A study released last year found that STEM — science, technology, engineering and math — graduates who had a creative outlet growing up, such as music, woodworking, painting, or even magic, earned more patents and started more businesses. Business owners self-reported they considered their hobbies “often important” in problem solving, while 58 percent said a creative outlet “definitely mattered” in their careers.
People increasingly realize creative pursuits improve brain function. Still, as a society, we overestimate the benefits of working overtime at the expense of creative expression and leisure.
The “keeping our nose to the grindstone” attitude stems from the antiquated idea our brain has two sides, one for analyzing and the other for innovation. Now we know that although our brain is physically separated, the two sides interact constantly. Children classified as “gifted” mathematicians have brains with opposing sides interacting stronger than other students.
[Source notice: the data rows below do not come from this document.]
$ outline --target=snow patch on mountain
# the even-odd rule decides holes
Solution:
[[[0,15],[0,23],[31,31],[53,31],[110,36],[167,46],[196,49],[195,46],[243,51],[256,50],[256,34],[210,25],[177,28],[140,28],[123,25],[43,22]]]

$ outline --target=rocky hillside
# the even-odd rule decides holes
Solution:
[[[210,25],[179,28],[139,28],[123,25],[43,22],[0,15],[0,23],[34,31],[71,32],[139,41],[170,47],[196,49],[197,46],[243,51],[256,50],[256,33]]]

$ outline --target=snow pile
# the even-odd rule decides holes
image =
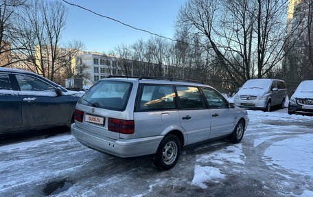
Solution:
[[[220,165],[224,163],[244,164],[243,159],[245,158],[246,157],[242,152],[242,144],[240,143],[208,154],[202,154],[196,161],[201,163],[211,162]]]
[[[25,141],[0,146],[0,151],[10,151],[12,150],[26,150],[29,148],[34,148],[40,145],[45,145],[45,146],[48,146],[48,143],[54,143],[57,141],[69,141],[72,139],[73,139],[73,137],[71,135],[60,135],[56,137],[49,137],[47,139]]]
[[[222,179],[225,175],[220,173],[220,170],[210,166],[201,166],[196,165],[194,167],[194,176],[192,179],[192,185],[202,189],[207,188],[204,183],[209,181],[216,182],[214,179]]]
[[[305,190],[301,195],[298,196],[299,197],[309,197],[313,196],[313,192],[310,190]]]
[[[268,141],[268,140],[274,139],[275,137],[277,137],[277,136],[275,136],[275,135],[274,136],[268,136],[266,137],[262,137],[262,138],[255,139],[255,141],[253,142],[253,147],[257,147],[259,145],[260,145],[261,143],[262,143],[265,141]]]
[[[283,167],[313,177],[313,134],[305,134],[275,143],[264,152],[268,165]]]
[[[262,111],[253,111],[253,110],[247,110],[248,116],[250,118],[250,116],[255,116],[257,117],[263,118],[263,119],[268,119],[268,117],[270,117],[271,120],[279,119],[281,120],[281,118],[288,118],[292,119],[297,119],[297,120],[313,120],[313,116],[303,116],[301,115],[289,115],[288,113],[282,113],[279,112],[263,112]]]

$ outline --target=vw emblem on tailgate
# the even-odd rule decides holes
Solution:
[[[308,104],[309,104],[309,105],[312,105],[312,104],[313,104],[313,102],[312,102],[312,100],[308,100],[307,103],[308,103]]]

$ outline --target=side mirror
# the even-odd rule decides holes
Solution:
[[[62,95],[62,89],[59,87],[56,88],[56,93],[58,96]]]

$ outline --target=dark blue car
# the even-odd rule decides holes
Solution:
[[[69,126],[82,95],[37,74],[0,68],[0,134]]]

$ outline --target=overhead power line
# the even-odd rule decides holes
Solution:
[[[167,39],[167,40],[172,40],[172,41],[178,42],[178,43],[184,43],[184,44],[187,44],[187,45],[194,45],[194,44],[190,44],[190,43],[184,42],[184,41],[181,41],[181,40],[172,39],[171,38],[165,37],[165,36],[159,35],[158,34],[151,32],[150,31],[148,31],[148,30],[143,30],[143,29],[138,28],[138,27],[134,27],[132,25],[128,25],[127,23],[125,23],[124,22],[121,22],[121,21],[119,21],[117,19],[113,19],[112,17],[110,17],[110,16],[105,16],[105,15],[97,13],[97,12],[94,12],[94,11],[93,11],[91,10],[89,10],[89,9],[86,8],[84,8],[84,7],[82,7],[81,5],[77,5],[77,4],[75,4],[75,3],[69,3],[69,2],[68,2],[68,1],[67,1],[65,0],[62,0],[62,1],[63,1],[65,3],[67,3],[67,4],[70,5],[80,8],[80,9],[84,10],[86,10],[87,12],[91,12],[91,13],[93,13],[93,14],[95,14],[97,16],[108,19],[109,20],[111,20],[111,21],[113,21],[115,22],[119,23],[120,23],[120,24],[121,24],[123,25],[127,26],[127,27],[130,27],[132,29],[134,29],[134,30],[138,30],[138,31],[141,31],[141,32],[146,32],[146,33],[148,33],[148,34],[150,34],[152,35],[154,35],[154,36],[156,36],[164,38],[164,39]]]

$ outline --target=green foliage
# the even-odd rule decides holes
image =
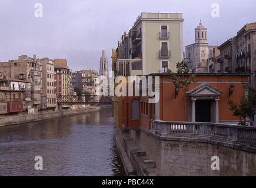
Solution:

The aforementioned STEM study showed this is true in the classroom and the real world. STEM graduates with a strong analytical brain develop their creative brain in tandem.
Many famously successful people have broad interests. Bill Gates’ many interests range from virology, oceanography to fertiliser. Einstein played the violin. Gauguin, the revolutionary French painter, started his own political magazine while living in Tahiti. Before starting Apple, Steve Jobs educated himself on type fonts after deciding to take calligraphy lessons.
Whether you consider these successful people “eccentric” or “Renaissance men,” they were exploring interests outside their key discipline while succeeding within it.